Criminals Hall of Fame


The Criminals Hall of Fame Wax Museum was a wax museum on 5751 Victoria Avenue in Niagara Falls, Ontario, Canada. One of many wax museums in the region, it was located at the top of Clifton Hill. The museum featured forty wax statues of notorious criminals, from mobsters to serial killers.

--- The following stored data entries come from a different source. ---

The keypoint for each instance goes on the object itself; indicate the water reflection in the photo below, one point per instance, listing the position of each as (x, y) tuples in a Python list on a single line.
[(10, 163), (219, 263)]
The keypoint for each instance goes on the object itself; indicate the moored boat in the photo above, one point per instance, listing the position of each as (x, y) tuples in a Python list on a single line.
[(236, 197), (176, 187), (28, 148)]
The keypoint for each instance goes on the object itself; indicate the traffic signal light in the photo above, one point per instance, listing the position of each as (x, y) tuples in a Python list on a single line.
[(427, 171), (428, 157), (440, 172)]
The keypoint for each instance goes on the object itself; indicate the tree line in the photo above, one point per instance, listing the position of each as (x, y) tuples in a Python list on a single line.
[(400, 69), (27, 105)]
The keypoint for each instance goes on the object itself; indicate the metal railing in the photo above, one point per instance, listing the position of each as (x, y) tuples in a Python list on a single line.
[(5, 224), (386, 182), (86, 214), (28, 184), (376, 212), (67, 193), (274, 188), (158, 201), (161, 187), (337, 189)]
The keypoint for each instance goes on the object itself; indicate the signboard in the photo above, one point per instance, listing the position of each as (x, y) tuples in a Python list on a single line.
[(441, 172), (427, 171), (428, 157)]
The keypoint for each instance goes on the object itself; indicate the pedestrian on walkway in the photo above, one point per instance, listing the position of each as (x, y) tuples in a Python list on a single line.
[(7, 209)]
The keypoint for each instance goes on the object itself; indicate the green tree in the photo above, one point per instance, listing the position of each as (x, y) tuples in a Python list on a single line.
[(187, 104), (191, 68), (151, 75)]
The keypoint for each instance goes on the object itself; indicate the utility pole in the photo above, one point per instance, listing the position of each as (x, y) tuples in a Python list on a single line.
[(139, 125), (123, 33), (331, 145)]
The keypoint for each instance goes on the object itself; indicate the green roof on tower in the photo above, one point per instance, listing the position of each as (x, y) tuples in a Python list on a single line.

The museum was created in 1977 and closed late 2014.
In 2002, columnist Gene Collier of the Pittsburgh Post-Gazette characterized the museum as "a cheesy little monument to brutality," while in 2005, the same paper's Dennis Roddy called it "a garish little exhibit." In 2003, the Boston Herald dubbed it "tacky." In 2010, Doug Kirby's roadsideamerica.com noted in its review that the museum had "more gore than most horror wax museums and better lighting, too," which it took as "a good indication that this attraction is drawing enough of a crowd to pay its electric bill."

Statues

Among the museum's featured criminals are contemporary serial killers such as Ted Bundy, Jeffrey Dahmer, John Wayne Gacy and Charles Manson, which are interspersed with infamous historical figures like Billy the Kid, Pretty Boy Floyd, Clyde Chestnut Barrow, Lucky Luciano, Jesse James, Al Capone and Elizabeth Báthory. In 1999, the figure of Adolf Hitler was stolen from its glass case.